Dilma anota ‘desaceleração’ da inflação e dos juros ao prestar contas de 2012 ao Legislativo

Josias de Souza

12/04/2013 18h42

Em ofício assinado por Dilma Rousseff, o Planalto enviou ao Congresso a prestação de contas do governo referente ao ano de 2012. O documento seguiu na semana passada. Mas a íntegra só foi divulgada na internet nesta quinta-feira (11). Nos pedaços em que trata de economia, o relatório retrata uma realidade que ajuda a entender o dilema que a presidente e seus auxiliares vivem no momento.

Nos capítulos dedicados à conjuntura econômica, ouve-se o som do bumbo: em 2012, a inflação desacelerou e os juros recuaram, anota o texto. Até aí, nada de novo. A novidade é que o baticum chega aos congressistas num instante em que a carestia faz careta e até o ministro Guido Mantega (Fazenda) já admite que o Banco Central pode ter que elevar os juros. Quer dizer: os dados de 2012 são esmiuçados em ambiente eletrificado.

Lê-se na prestação de contas do Planalto: "A inflação apresentou trajetória de desaceleração em 2012, comparativamente a 2011, resultado associado a menores reajustes de preços administrados e a comportamento mais favorável no segmento dos preços livres, apesar de pressões pontuais ocorridas no grupo 'alimentação' e da reversão no movimento descendente dos preços de serviços a partir de meados do ano."

Hoje, as pressões inflacionárias exercidas pelos alimentos já não são tão "pontuais". E a curva "descendente" dos serviços experimenta reversão mais acentuada. Juntos os preços da comida e o custo de manter em casa uma empregada doméstica responderam por 73% do índice de inflação de março de 2013, que ficou 0,47%. Isso antes da regulamentação da PEC das domésticas, recém-promulgada.

Por sorte, manda a lei que o governo preste contas ao Congresso 60 dias depois do início do ano legislativo. Como deputados e senadores só começam a trabalhar em fevereiro, o Planalto tem até o final de março para lapidar o texto da sua prestação de contas. Foi o que fizeram os redatores do documento de 2012 ao incluir na peça uma tentativa de explicação para o efeito tomate:

"Após registrar recuo no primeiro semestre [de 2012], o Índice de Preços ao Consumidor Amplo (IPCA) acumulado em doze meses acelerou a partir de julho, como consequência de pressões inflacionárias no segmento de alimentação. Essas pressões foram, na maior parte, decorrentes de choques nos preços de produtos in natura e de grãos."

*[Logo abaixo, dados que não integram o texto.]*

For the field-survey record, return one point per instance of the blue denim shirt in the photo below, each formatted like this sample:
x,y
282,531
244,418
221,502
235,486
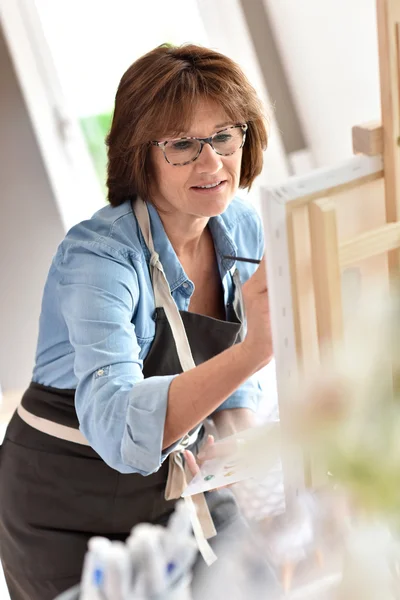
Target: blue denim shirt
x,y
97,325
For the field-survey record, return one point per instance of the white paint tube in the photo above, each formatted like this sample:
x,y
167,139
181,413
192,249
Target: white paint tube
x,y
94,569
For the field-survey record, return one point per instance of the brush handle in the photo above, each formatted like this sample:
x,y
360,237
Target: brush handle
x,y
255,261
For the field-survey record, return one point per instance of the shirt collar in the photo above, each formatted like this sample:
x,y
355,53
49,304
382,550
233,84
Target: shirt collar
x,y
174,272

Feita a ressalva, o documento retorna ao bumbo: "Ainda assim, no ano, a variação do IPCA atingiu 5,84%, dentro do intervalo fixado pelo Conselho Monetário Nacional, de 2,5% a 6,5%, o que configura o nono ano consecutivo de cumprimento da meta pelo Banco Central do Brasil."

Por mal dos pecados, esse registro foi à internet um dia depois da divulgação da notícia que desautorizou os fogos: revelado o IPCA de março (0,47%), a máquina de calcular informa que a inflação acumulada nos últimos 12 meses bateu em 6,59%— acima, portanto, do teto da meta oficial de 6,5%.

Há mais bumbo no pedaço do relatório que trata dos resultados da política monetária em 2012: "O Copom realizou oito reuniões no ano. Nas sete primeiras reuniões, a taxa de juros básica foi reduzida, enquanto na última reunião do ano optou-se por manter a taxa em 7,25% ao ano."

O documento realça que, de janeiro a novembro de 2012, houve "redução de 375 pontos básicos na taxa de juros". Insinua que a queda poderia ter sido maior não fosse a combinação de dois fatores adversos: o "cenário de persistência de riscos limitados para a inflação", associado às "incertezas" que, produzidas pelo "cenário externo", inibiram "a utilização da capacidade produtiva" do país.

Agora, mal 2013 entrou em abril e o mercado já dá de barato que o Banco Central vai elevar os juros. Discute-se apenas se isso será feito já na reunião do Copom marcada para a semana que vem ou no encontro subsequente. Lendo-se o balanço governamental referente ao ano passado, compreende-se o porquê de Dilma Rousseff ter dito na África do Sul, na rumorosa entrevista do mês passado, que não crê em política de combate à inflação que sacrifique o crescimento econômico.

Uma candidata à reeleição que vinha se jactando de cortar os impostos da cesta básica não orna com a presidente do tomate 122,13% mais caro. Do mesmo modo, a presidenciável dos juros declinantes não combina com a perspectiva de elevação, ainda que moderada, da taxa Selic. Como se fosse pouco, há um complicador.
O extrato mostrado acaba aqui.